过渡金属层状双氢氧化物(LDH)的储量丰富,且具有独特的结构、物理化学性质和优异的电催化活性[13,14,16~18]。Yuan等[13]用多步溶液法在FeCo LDH微米管上合成了非晶态空心CoS x 纳米颗粒(FeCo-LDH@CoS x),独特的结构和CoS x 与FeCo LDH间的协同作用使其具有优异的析氧反应(oxygen evolution reaction,OER)性能。Lei等[17]合成的Pt量子点修饰的硫掺杂NiFe LDH(Pt@S-NiFe LDHs)提高了界面电子传输、降低了气泡吸附和提高了金属基底相互作用,使其电催化(Hydrogen evolution reaction,HER)性能提高。用水热法和电沉积法合成的CoFe LDH@NiSe 异质结构[18]具有很强的界面耦合效应和更多的活性位点,使其析氢反应HER催化性能和OER催化性能提高。Fan等[19]合成的Ir嵌入NiCo LDH (Ir-NiCo LDH)使Ir和NiCo LDH间的强电子耦合和晶格畸变产生的大量缺陷使其全解水性能提高。同时,催化剂表面的活性位点数量和缺陷的增多也使其电催化活性提高[18,19]。FeOOH易于与其它过渡金属相互作用和具有丰富的活性位点,得到了深入的研究[20~22]。Zhang等[21]制备的FeOOH修饰NiCo LDH纳米花异质结构其强界面相互作用调节了电子结构和多金属间的协同作用,提高了OER活性。Bao等[22]构筑的 NiV LDH@FeOOH异质结构通过界面工程提高导电性、调节电子结构和加速气体释放的质量输运过程,提高了OER催化活性。在泡沫镍上电沉积生长的双功能NiFe LDH/FeOOH异质结构纳米片催化剂[23],具有优异的全裂解海水电催化活性和稳定性。Luo等[24]构筑的FeOOH-NiCoMo LDH/NF电催化剂其丰富的缺陷结构和高价态Mo插入LDH调节电子结构和协同耦合效应,使OER催化活性大大提高。同时,非晶态FeOOH独特的结构缺陷和更多的电催化活性面积,更有利于提高电催化性能[25~29]。Deng等[30]基于FeOOH和CoAl LDH间的强电子相互作用制备的多孔FeOOH-CoAl LDH异质结构,具有优异的OER活性。化合物中多种金属元素的相互协同作用,也能提高其催化性能[21,24,31]。本文将用原位方法在CoFeAl LDH表面生长非晶态FeOOH制备的CoFeAl-FeOOH-x (x = 1、3、6、9、12,代表反应时间)催化剂用于碱性溶液全解水反应并研究其催化性能。
1 实验方法
1.1 实验用原材料
实验用化学试剂,包括氯化钴(CoCl2)、氯化铁(FeCl3·6H2O)、氯化铝(AlCl3)、氟化铵(NH4F)、尿素(CH4N2O)、碳酸氢铵(NH4HCO3)、无水乙醇(C2H6O)和1.0 M氢氧化钾(KOH)。将泡沫镍(NF)用无水乙醇和去离子水分别超声清洗5 min,然后在60 ℃真空干燥箱中干燥12 h。

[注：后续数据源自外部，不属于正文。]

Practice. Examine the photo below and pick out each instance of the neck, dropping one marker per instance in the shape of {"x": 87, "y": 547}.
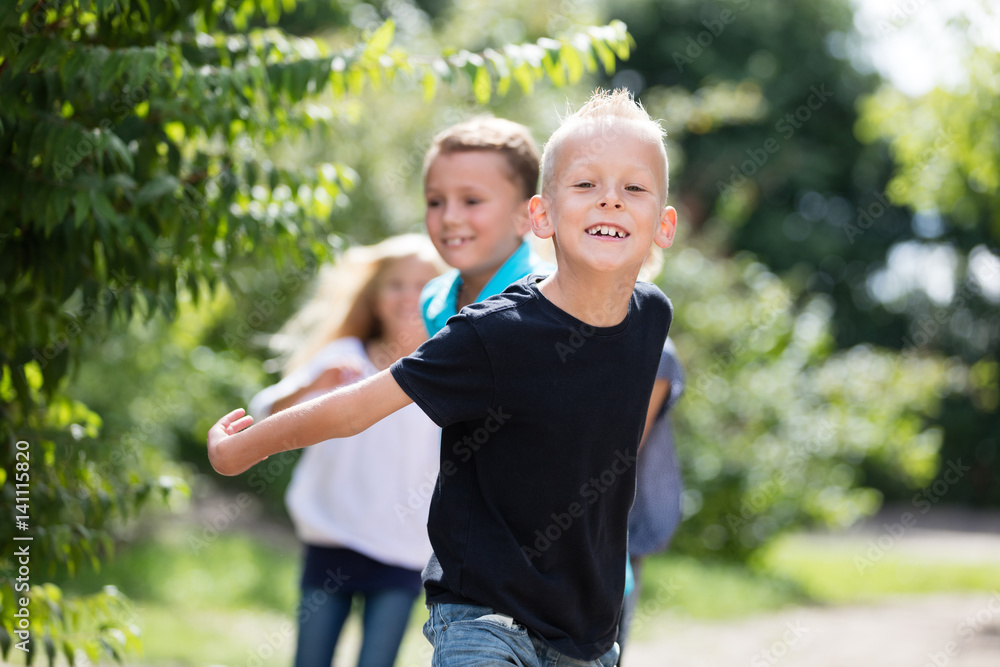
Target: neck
{"x": 470, "y": 289}
{"x": 599, "y": 300}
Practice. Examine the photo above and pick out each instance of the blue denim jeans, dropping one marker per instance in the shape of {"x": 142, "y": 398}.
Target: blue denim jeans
{"x": 322, "y": 615}
{"x": 471, "y": 635}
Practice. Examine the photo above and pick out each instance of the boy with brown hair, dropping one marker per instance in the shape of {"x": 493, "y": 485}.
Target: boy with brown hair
{"x": 478, "y": 178}
{"x": 542, "y": 394}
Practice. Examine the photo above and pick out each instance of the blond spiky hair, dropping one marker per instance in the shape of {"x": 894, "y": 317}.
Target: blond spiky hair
{"x": 612, "y": 113}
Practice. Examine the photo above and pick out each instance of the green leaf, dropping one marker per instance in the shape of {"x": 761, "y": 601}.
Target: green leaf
{"x": 158, "y": 186}
{"x": 574, "y": 65}
{"x": 81, "y": 207}
{"x": 481, "y": 85}
{"x": 103, "y": 209}
{"x": 429, "y": 82}
{"x": 380, "y": 40}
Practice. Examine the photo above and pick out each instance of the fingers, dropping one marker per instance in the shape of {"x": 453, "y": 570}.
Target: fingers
{"x": 239, "y": 425}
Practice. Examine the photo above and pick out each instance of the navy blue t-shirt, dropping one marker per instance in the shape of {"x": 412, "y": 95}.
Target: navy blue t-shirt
{"x": 542, "y": 416}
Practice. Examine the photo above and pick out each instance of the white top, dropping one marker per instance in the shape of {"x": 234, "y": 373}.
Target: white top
{"x": 370, "y": 492}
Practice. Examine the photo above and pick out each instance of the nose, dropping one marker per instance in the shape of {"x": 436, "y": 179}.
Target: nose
{"x": 451, "y": 213}
{"x": 609, "y": 198}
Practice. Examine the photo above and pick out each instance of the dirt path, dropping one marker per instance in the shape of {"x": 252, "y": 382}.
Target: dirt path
{"x": 926, "y": 631}
{"x": 941, "y": 630}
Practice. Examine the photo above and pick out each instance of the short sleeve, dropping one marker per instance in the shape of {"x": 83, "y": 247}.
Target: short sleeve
{"x": 450, "y": 376}
{"x": 670, "y": 368}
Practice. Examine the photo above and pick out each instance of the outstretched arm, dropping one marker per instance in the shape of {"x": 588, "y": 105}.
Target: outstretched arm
{"x": 233, "y": 448}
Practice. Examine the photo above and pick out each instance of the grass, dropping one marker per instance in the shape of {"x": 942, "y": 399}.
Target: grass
{"x": 851, "y": 570}
{"x": 232, "y": 601}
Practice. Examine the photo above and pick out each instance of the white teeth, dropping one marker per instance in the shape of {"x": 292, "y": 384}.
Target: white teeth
{"x": 604, "y": 230}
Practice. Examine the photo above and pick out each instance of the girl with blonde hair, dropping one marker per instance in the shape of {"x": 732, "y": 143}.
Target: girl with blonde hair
{"x": 359, "y": 504}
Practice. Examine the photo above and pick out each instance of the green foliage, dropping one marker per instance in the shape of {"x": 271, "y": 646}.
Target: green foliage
{"x": 945, "y": 145}
{"x": 136, "y": 139}
{"x": 775, "y": 428}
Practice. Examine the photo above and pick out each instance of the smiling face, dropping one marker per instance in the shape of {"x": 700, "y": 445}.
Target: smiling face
{"x": 604, "y": 203}
{"x": 397, "y": 297}
{"x": 476, "y": 215}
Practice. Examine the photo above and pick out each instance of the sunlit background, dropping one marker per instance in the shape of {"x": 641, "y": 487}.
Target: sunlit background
{"x": 836, "y": 282}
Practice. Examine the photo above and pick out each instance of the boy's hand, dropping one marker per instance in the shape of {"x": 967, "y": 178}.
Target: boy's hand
{"x": 231, "y": 424}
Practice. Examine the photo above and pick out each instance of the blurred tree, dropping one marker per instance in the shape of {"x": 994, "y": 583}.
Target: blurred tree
{"x": 776, "y": 152}
{"x": 135, "y": 139}
{"x": 777, "y": 428}
{"x": 946, "y": 148}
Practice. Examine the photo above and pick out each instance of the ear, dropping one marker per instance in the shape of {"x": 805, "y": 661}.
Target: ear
{"x": 664, "y": 236}
{"x": 522, "y": 220}
{"x": 538, "y": 216}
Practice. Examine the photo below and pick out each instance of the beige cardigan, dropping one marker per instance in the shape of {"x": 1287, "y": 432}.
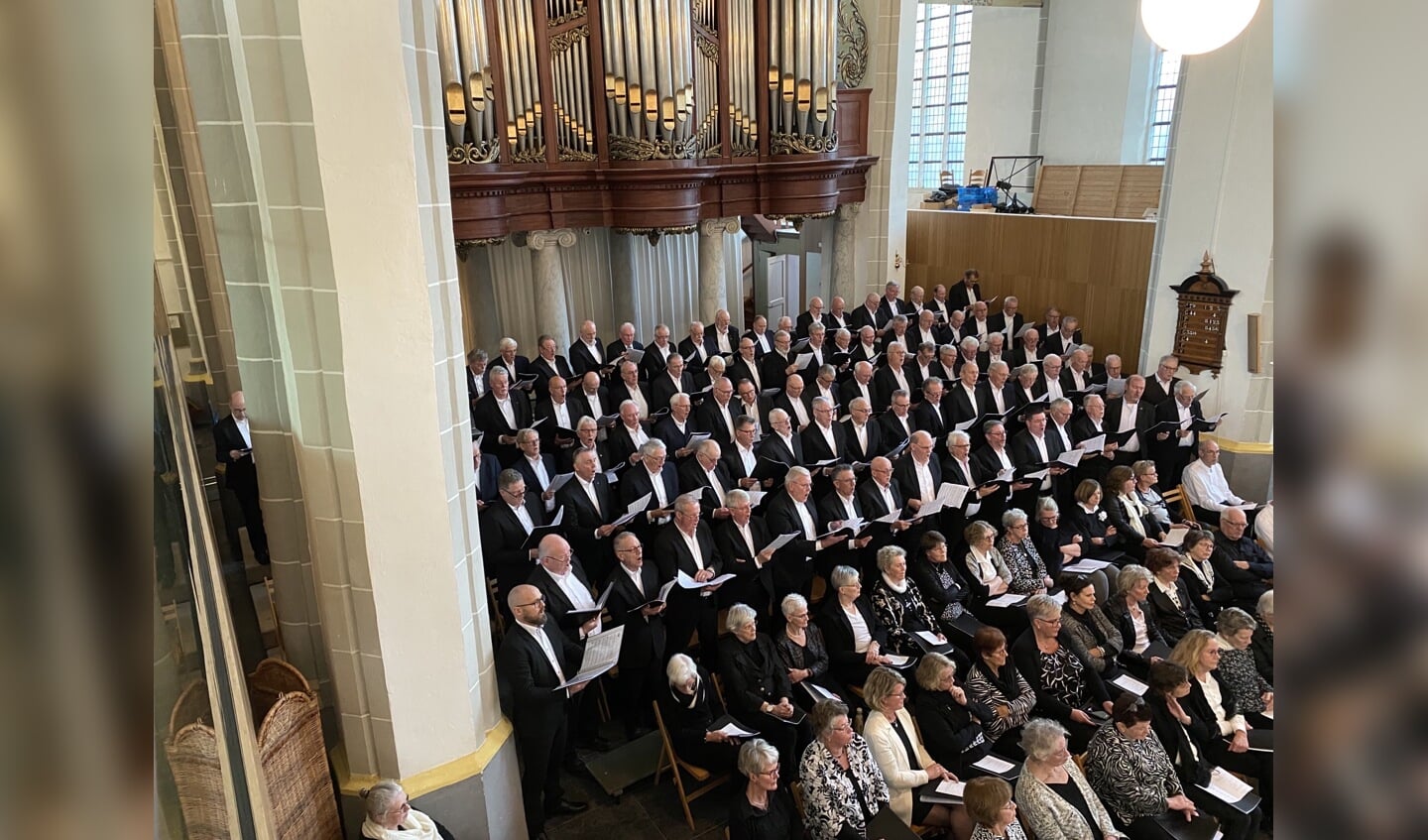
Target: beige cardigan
{"x": 892, "y": 758}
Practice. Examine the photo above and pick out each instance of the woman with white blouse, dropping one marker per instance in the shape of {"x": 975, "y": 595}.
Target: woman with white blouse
{"x": 907, "y": 768}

1.2 CoFeAl LDH和非晶态FeOOH修饰CoFeAl LDH的制备
用水热法在泡沫镍上制备CoFeAl LDH。先将0.8 mmol的CoCl2·6H2O、0.4 mmol的FeCl3·6H2O、0.4 mmol的AlCl3·6H2O、4 mmol的NH4F、28 mmol 的尿素和40 mL去离子水混合搅拌成均匀溶液,然后将其放置到50 mL聚四氟乙烯内衬的不锈钢高压反应釜中并垂直放入几片泡沫镍(尺寸为2 cm × 3 cm),再将反应釜放入100 烘箱中,反应6 h后自然冷却。待烘箱冷却到室温后将泡沫镍取出,依次用去离子水和无水乙醇反复充分清洗。最后将清洗好的泡沫镍放入到60 ℃真空干燥箱中保持12 h,烘干后得到CoFeAl LDH样品。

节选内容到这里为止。